Okay. Okay. I see what you did their. Okay. At least I've got Hana and Hanbyul already down. Now, I'm asking the alters. Regrets and resolutions?
The way you word things is very important to the mun. Remember that! ^^
“Regrets and resolutions? C’est impossible. My regrets and my resolutions on mine alone to know, petit. But I commend you for trying!”
“You know it’s kinda hard to regret something when everything you do is on purpose and even if regret was something I could express, I doubt I’d have them. What’s the point of regrets? To look back and go, ‘Man, I royally fucked that up. I wish I had done it differently.’ and then continue to whine and bitch and moan about that chance you never took. You know why I don’t regets? I’m a manic psychopath. All I do is take chances other bitches wouldn’t. And as for resolutions, I don’t have time for those. I make up shit as I go along. No need for a plan.”
“There are many things I regret in this life and my past life. My past life is full of things I now wish I had never done, never entertained. The life I lead now is the punishment for that life and those regrets. My resolution is to live this life I was sentenced to, to fulfill my atonement and, hopefully, be given the chance to walk freely in my next life to do things a better way.”
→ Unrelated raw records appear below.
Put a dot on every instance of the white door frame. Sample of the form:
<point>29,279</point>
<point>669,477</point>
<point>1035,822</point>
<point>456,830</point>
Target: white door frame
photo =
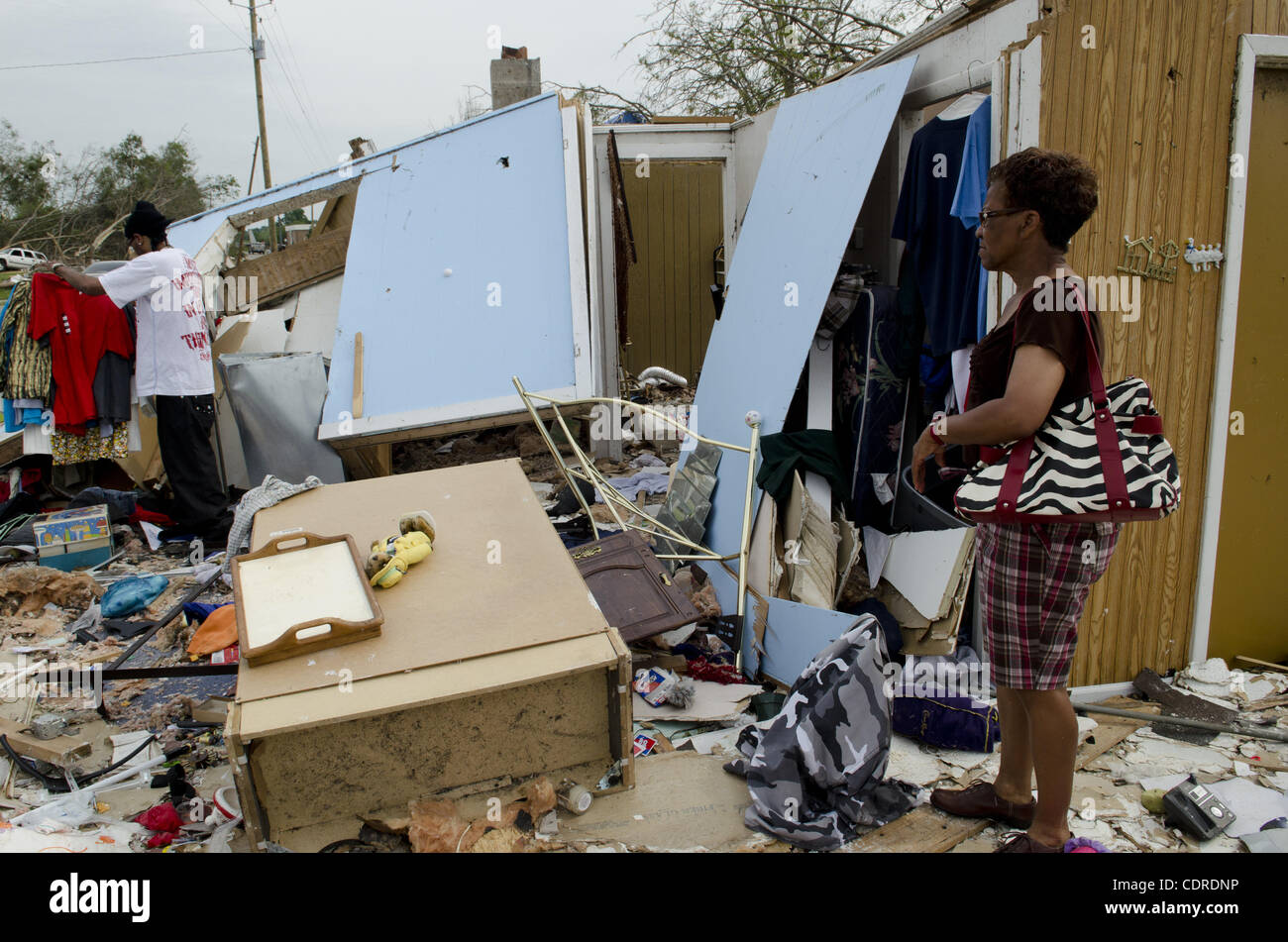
<point>1256,51</point>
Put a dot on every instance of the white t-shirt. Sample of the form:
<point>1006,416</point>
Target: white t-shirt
<point>172,356</point>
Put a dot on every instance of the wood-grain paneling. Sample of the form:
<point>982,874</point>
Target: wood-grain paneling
<point>1149,106</point>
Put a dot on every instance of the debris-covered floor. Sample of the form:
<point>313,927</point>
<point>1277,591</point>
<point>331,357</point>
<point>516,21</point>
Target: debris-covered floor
<point>180,799</point>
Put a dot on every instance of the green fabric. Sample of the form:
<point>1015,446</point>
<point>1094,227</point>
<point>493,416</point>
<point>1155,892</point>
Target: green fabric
<point>812,450</point>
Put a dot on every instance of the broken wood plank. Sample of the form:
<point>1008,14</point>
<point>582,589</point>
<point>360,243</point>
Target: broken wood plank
<point>1177,704</point>
<point>1111,732</point>
<point>1266,765</point>
<point>279,207</point>
<point>1263,665</point>
<point>921,830</point>
<point>1267,703</point>
<point>357,374</point>
<point>59,751</point>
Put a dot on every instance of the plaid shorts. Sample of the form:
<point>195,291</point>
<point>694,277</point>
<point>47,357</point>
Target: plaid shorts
<point>1033,581</point>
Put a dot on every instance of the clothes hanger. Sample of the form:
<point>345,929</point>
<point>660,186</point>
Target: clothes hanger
<point>964,106</point>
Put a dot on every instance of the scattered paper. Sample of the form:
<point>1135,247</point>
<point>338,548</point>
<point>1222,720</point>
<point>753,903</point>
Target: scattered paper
<point>153,533</point>
<point>876,545</point>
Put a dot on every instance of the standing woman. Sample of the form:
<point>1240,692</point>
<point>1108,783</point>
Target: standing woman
<point>1033,577</point>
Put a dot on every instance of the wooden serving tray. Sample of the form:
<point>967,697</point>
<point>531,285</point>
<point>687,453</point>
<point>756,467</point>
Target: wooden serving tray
<point>292,587</point>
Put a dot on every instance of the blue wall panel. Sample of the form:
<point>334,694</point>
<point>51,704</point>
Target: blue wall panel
<point>487,202</point>
<point>819,159</point>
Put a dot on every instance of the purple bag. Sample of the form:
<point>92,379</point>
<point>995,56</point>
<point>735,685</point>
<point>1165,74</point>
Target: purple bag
<point>949,722</point>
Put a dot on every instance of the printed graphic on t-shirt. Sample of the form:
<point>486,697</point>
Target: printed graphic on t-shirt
<point>174,352</point>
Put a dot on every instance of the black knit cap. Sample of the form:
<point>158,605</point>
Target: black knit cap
<point>146,220</point>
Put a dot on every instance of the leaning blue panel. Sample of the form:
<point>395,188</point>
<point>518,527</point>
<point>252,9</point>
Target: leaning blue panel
<point>458,276</point>
<point>822,151</point>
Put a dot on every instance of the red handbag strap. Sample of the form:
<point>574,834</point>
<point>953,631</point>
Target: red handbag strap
<point>1103,421</point>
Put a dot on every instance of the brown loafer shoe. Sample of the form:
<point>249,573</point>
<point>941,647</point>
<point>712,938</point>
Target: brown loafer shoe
<point>1022,843</point>
<point>982,800</point>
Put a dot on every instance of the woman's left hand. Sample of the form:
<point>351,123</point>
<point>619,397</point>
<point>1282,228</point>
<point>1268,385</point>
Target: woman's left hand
<point>925,447</point>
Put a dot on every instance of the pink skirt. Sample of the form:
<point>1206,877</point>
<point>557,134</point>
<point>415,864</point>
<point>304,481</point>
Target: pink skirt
<point>1033,583</point>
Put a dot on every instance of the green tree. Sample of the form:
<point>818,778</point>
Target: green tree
<point>73,211</point>
<point>741,56</point>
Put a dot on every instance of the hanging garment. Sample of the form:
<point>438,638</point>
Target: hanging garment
<point>971,189</point>
<point>112,387</point>
<point>811,450</point>
<point>69,448</point>
<point>269,493</point>
<point>944,255</point>
<point>25,369</point>
<point>80,328</point>
<point>875,362</point>
<point>815,774</point>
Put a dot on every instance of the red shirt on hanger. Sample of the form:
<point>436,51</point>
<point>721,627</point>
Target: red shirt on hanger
<point>80,328</point>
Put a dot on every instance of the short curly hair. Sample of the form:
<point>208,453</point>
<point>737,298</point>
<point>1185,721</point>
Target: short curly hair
<point>1060,187</point>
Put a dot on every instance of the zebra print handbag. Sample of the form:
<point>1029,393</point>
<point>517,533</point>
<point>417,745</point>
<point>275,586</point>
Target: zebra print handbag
<point>1100,459</point>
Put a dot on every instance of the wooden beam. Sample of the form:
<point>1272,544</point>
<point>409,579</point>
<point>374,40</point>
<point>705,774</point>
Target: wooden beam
<point>921,830</point>
<point>295,266</point>
<point>295,202</point>
<point>59,751</point>
<point>357,374</point>
<point>437,431</point>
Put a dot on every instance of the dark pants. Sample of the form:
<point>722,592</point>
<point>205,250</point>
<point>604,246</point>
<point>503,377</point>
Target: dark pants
<point>183,433</point>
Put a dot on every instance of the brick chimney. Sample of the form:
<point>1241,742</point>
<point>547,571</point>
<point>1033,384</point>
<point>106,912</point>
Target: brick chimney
<point>514,76</point>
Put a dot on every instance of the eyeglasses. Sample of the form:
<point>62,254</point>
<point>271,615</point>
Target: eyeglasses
<point>992,214</point>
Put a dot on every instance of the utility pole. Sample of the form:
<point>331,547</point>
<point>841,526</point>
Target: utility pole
<point>257,54</point>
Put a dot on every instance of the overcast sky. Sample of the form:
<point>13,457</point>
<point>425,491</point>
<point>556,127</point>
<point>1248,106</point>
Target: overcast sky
<point>386,69</point>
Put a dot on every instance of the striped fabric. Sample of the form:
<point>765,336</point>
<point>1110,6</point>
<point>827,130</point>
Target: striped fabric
<point>25,365</point>
<point>1033,583</point>
<point>1064,473</point>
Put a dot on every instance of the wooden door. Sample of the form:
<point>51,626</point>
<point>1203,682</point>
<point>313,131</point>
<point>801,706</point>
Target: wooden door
<point>678,222</point>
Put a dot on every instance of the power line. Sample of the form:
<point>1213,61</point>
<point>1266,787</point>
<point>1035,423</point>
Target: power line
<point>223,24</point>
<point>308,120</point>
<point>128,58</point>
<point>279,102</point>
<point>299,73</point>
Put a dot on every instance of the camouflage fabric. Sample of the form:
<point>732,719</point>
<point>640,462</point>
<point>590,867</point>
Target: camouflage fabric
<point>815,774</point>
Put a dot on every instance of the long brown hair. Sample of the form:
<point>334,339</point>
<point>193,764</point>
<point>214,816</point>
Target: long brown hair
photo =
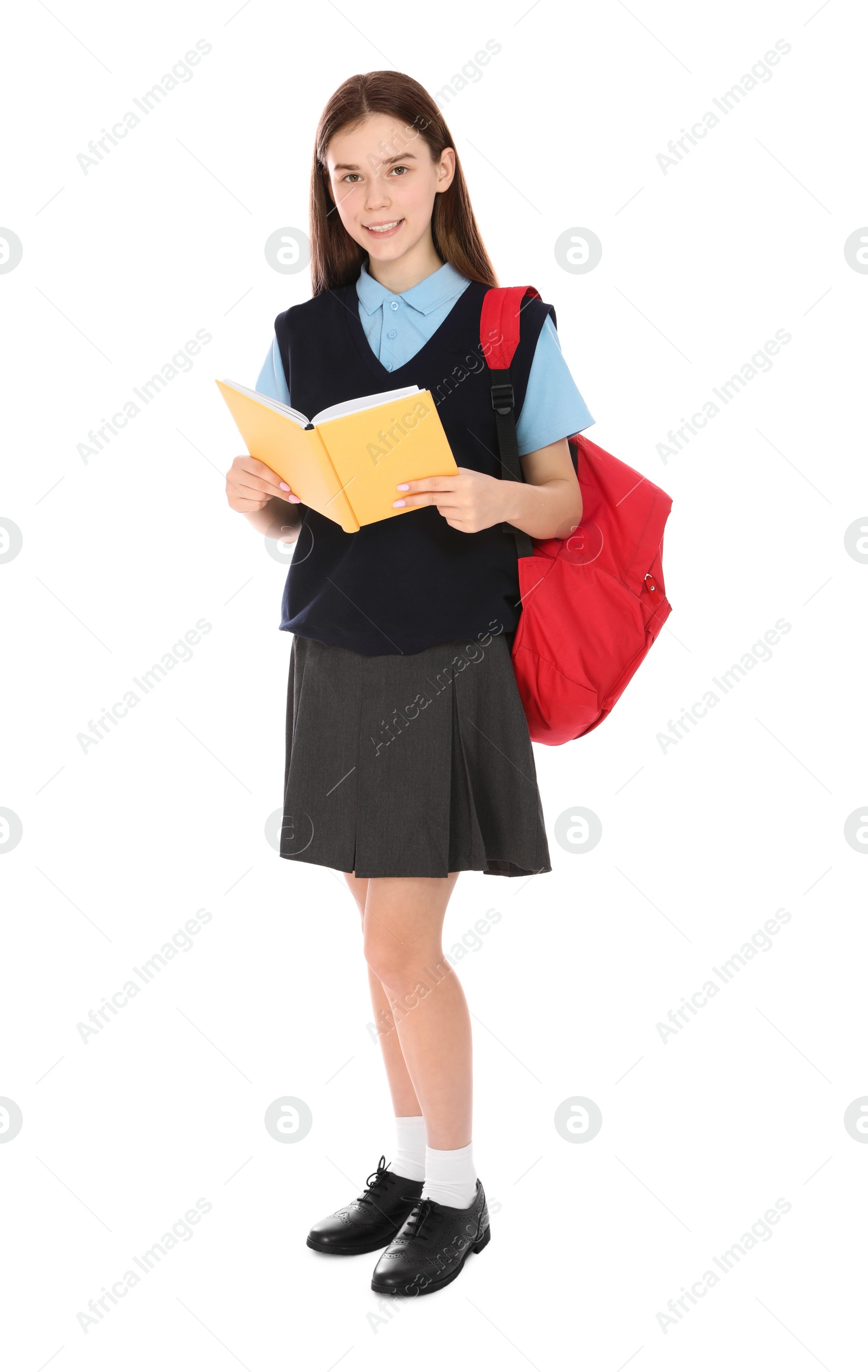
<point>335,257</point>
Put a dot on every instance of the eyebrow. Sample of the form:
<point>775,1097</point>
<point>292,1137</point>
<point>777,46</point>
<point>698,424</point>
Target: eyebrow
<point>352,167</point>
“I don’t think I have any regrets, you know? I don’t think I’ve done anything that I’d go, ‘Dude, that was messed up’ to. I know I don’t really think about the things I do but I give them a cursory, ‘Huh. This might have consequences.’ But, I can say I’ve recently resolved to be the best boyfriend I can, to help and be there for Minji any way I can. I don’t know how much time I’ll have with her or if there’s a chance I’d get to stay with her forever. But! And it’s a big ‘but’, I don’t want her to ever think I don’t love and care for her. There’s not much else I can do but be there for her and Hana. I’m not like the others, you know? I’m not special and I can’t defend them to the death and I’m kinda stupid if you haven’t noticed but that’s what I can do. Be there. So, I’m gonna do it.”
“We don’t know what a ‘regret’ is. That’s a new word!! Can you tell us? Please, please, please, please, pleaaaaaaaaase?!”